Whisk together the lemon and orange juice, mint and basil to taste, soy sauce to taste and the olive oil in a small bowl.  Pour dressing over hot quinoa mixture and toss to combine.  Serve immediately or the quinoa will take on too much moisture and become soggy.
Yield:   4 to 5 servings
The following recipe is my own creation, and makes use of the lovely summer bounty in my garden. It is quick, easy, and can be used as an appetizer or side dish. The kids like putting these together, as they resemble mini-pizzas. 
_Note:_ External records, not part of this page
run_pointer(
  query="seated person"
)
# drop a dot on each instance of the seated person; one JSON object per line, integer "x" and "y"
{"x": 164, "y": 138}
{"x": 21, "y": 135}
Tomato-Basil Polenta Rounds
1 tube prepared polenta
1/4 cup olive oil
3 vine ripe or plum tomatos, thinly sliced
salt and fresh ground pepper, to taste
1/2 cup fresh basil, chopped finely
1/4 cup grated parmigiana cheese (optional)
Slice polenta into 12 pieces.  Brush both sides of polenta with olive oil, and place on a non-stick baking sheet.  Place 1-2 slices tomato on top of polenta rounds. Sprinkle with salt, pepper and basil.  Sprinkle cheese, if desired.
Place baking sheet under low broiler for 8-10 minutes, or until lightly browned.
Serve warm.
Yield:  12 servings 

Thursday, September 3, 2009

How do you own your illness?


I was contemplating the other day how different people deal with illness. Some are passive, some "harness" it like a rodeo cowboy does a calf, some are information gatherers, and some are networkers. I believe in "owning" your illness, which means being informed and proactive in treatment. Since Celiac disease is treated nutritionally (at present) that means learning the right foods to eat and how to prepare them in an appealing manner.

Gluten Free baking is a science as well as an art. Gluten free flours perform differently than wheat flour, and they are a tricky business. There is a Gluten Free Culinary Summit in September in Hyde Park, New York and in October in Denver, Colorado. Both will feature top chefs, including those from the Culinary Institute of America, who will show you the hows and whys of creating gluten free foods. As well, there will be companies on hand to present new and exciting gluten free products. For $189 per day, I feel it is definitely worthwhile!

For a preview check out Chef Richard Coppedge's book. He is a professor at the Culinary Institute of America, and decided to tackle special needs baking. He teaches a course on gluten free baking and wrote Gluten-Free Baking with The Culinary Institue of America: 150 Flavorful REcipes from the World's Premier Cuinary College.